The current rate of success is 70% for 200 students. When the new test is implemented, the rate increases to 85% for the 50 students who pass the test and are allowed into the program. Is this difference significant?

I will get you started.

You want see if .85 is different from .70

The numerator of your fraction will be:

.85 - .70 Always subtract the population proportion from the sample proportion.

The .15 has to be divided by the standard deviation. Do you have that formula?

The value you obtain after the division is a z-score.

Depending on how your instructor teaches this concept, obtaining a large z-score might be sufficient to say that there is a difference. Some instructors ask you to find the p-value from a table or your calculator and then compare that p-value with a given alpha of perhaps .05 (which is common). If you p-value is smaller than .05 then you can say there is a difference.

X1 and X2 are the numbers of successes in samples 1 and 2, respectively.

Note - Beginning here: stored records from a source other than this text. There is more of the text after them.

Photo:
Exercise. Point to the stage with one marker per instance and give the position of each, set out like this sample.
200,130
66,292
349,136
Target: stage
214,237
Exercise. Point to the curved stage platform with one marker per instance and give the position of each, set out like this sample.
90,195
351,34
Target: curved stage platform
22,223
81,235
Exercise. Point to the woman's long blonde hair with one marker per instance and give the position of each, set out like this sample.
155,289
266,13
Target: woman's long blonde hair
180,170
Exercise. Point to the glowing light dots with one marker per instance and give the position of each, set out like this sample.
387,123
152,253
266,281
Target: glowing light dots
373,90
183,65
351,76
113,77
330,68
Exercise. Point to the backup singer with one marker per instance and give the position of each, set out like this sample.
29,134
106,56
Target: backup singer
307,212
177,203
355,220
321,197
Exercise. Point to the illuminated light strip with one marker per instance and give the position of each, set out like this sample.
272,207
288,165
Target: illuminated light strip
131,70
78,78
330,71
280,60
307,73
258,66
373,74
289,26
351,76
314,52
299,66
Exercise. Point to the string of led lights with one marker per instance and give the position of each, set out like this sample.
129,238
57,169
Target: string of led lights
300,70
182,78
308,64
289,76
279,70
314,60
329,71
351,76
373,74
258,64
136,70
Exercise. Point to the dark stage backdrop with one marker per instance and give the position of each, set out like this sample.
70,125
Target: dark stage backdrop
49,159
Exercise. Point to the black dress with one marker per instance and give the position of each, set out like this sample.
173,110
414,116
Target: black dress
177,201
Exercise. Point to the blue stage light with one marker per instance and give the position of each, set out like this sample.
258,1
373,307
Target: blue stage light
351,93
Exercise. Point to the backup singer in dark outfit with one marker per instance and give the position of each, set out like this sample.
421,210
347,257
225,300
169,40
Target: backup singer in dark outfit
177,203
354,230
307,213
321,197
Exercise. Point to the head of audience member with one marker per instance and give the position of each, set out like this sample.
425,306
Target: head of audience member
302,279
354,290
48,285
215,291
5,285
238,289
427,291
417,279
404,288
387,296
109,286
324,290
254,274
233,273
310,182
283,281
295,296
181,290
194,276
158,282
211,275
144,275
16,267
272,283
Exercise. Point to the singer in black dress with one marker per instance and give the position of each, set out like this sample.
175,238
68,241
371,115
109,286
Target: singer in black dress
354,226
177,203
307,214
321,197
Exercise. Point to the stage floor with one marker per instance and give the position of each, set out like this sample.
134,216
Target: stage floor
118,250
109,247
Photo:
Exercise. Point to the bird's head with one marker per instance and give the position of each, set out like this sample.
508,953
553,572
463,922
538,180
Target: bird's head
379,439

p = (140 + 43) / (200+50) = 183 /250 =0.73
z = (0.7-0.85) /√ (0.73)(1-0.73)(1/200 +1/50) = - 0.15 / √ (0.005) = -0.15 / 0.07 = -2.14
To have a proportional difference to be considered significant (at a significant level of 0.05 and df (248), the z value must exceed -3.30. Because −2.14 does not exceed this value, it can be concluded that there is a significant improvement in the training program's success after the new test.

To determine if the difference in success rates is significant, we can perform a hypothesis test. Here's how we can calculate it:

Step 1: Define the null hypothesis (H0) and the alternative hypothesis (Ha).
H0: There is no significant difference in success rates before and after the new test is implemented.
Ha: There is a significant difference in success rates before and after the new test is implemented.

Step 2: Determine the test statistic and its distribution.
Since we are comparing success rates, which are proportions, we can use the z-test for two proportions.

Step 3: Calculate the test statistic.
To determine the test statistic, we need to calculate the standard error and the difference in proportions.
First, let's find the proportion of success before and after the new test:
Before: 70% of 200 students = (70/100) * 200 = 140 students
After: 85% of 50 students = (85/100) * 50 = 42.5 students

Next, calculate the standard error using the formula:
SE = sqrt(p1 * (1 - p1) / n1 + p2 * (1 - p2) / n2)
where p1 and p2 are the proportions, and n1 and n2 are the respective sample sizes.
SE = sqrt((140/200) * (60/200) / 200 + (42.5/50) * (7.5/50) / 50)

Now calculate the difference in proportions:
Difference = p2 - p1 = 42.5/50 - 140/200

Step 4: Determine the critical value and calculate the p-value.
With the calculated test statistic, we can obtain the critical value from the standard normal distribution (z-table) or find the p-value using statistical software like Excel or Python.

Step 5: Make a decision.
If the p-value is less than the significance level (typically 0.05), we reject the null hypothesis and conclude that there is a significant difference in success rates before and after the new test.

Once you have the values for the test statistic and the critical value or p-value, you can evaluate if the difference in success rates is significant.